Travelodge, one of Scotland’s biggest hotel operators, today revealed a surge in profits as its owners reportedly lined it up for a sale that could value the business at more than £1 billion.
The figures highlighted the progress made by the group which has 40 hotels north of the Border but almost collapsed under a debt mountain three years ago.
Underlying earnings for 2014 were up 63.5 per cent to £66.2 million as it benefited from greater room occupancy and rates boosted by business customer usage.
Current owners Goldman Sachs, Avenue Capital and GoldenTree Asset Management took control in 2012 after Travelodge faced the threat of collapse under a £500m debt pile.
The owners, who had injected £75m of cash into the business as part of a financial restructuring two years ago, are now understood to be preparing to appoint advisers to weigh up strategic options, including a possible flotation.
Chief executive Peter Gowers said in an interview: “There’s probably never been a better time to run a value hotel business than now because the value hotel sector is huge. Britain is becoming a nation of value shoppers.”
On reports of Travelodge’s possible sale, he admitted the current owners were “not natural long-term holders of the business”.
He added: “I think you’d expect them always to be thinking about ways to realise value from their shareholdings, but for now we stay focused on running the business we have got.”
Revenue last year rose 14.9 per cent to £497.2m while the key industry measure of revenue per available room was up 16.8 per cent to £34.24m.
Gowers said the momentum from 2014 had continued into the new year.

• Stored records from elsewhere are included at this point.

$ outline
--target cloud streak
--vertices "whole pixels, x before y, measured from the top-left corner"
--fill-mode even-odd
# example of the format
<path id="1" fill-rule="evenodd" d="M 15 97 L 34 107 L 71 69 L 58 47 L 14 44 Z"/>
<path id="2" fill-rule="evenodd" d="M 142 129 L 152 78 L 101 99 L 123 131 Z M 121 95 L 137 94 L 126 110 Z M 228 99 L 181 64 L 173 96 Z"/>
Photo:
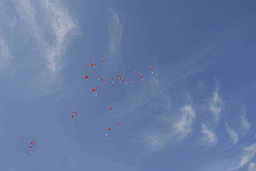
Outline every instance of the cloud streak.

Travelodge said a £100m modernisation programme was now nearing completion, while five of 15 hotels expected for 2015 were already open.
The chain has opened more than 500 hotels since launching in 1985 and has identified 250 more sites across the UK. Gowers said the first 150 were expected to be opened over the next eight years.
In London, it has been targeting sites such as Wembley and Greenwich, just outside the more expensive Zone 1 tourist and business destinations.
Last year Travelodge said it was looking for ten further hotel sites across Scotland as part of an ongoing expansion drive.
The budget hotel chain said it was considering locations in Aberdeen, East Kilbride, Falkirk, Hamilton, Motherwell, North Ayrshire, Oban, Peterhead, St Andrews and Wishaw. Travelodge said it represented an investment of £75m and the creation of 200 additional jobs. The chain opened its first Scottish hotel in Stirling back in 1986 .
Unveiling its expansion plans last year, Travelodge said the value hotel market in Scotland was around 14 per cent of the total market north of the Border, compared to 18 per cent in England and more than 30 per cent in the US.
It predicts that by 2020 the budget hotel sector could account for almost a quarter of the UK market.
The firm said it had invested £4m in the previous 12 months in modernising more than half of its Scottish hotels.
Work has included revamping rooms, bar cafes and reception areas. It was part of a wider £57m refurbishment programme Travelodge undertook throughout the UK.
Travelodge operates ten hotels in Edinburgh, five in Glasgow, and four in Aberdeen. It also owns sites in Ayr, Cumbernauld, Dumbarton, Dunfermline, Falkirk, Fort William, Glenrothes, Helensburgh, Kilmarnock, Livingston, Musselburgh and Stirling.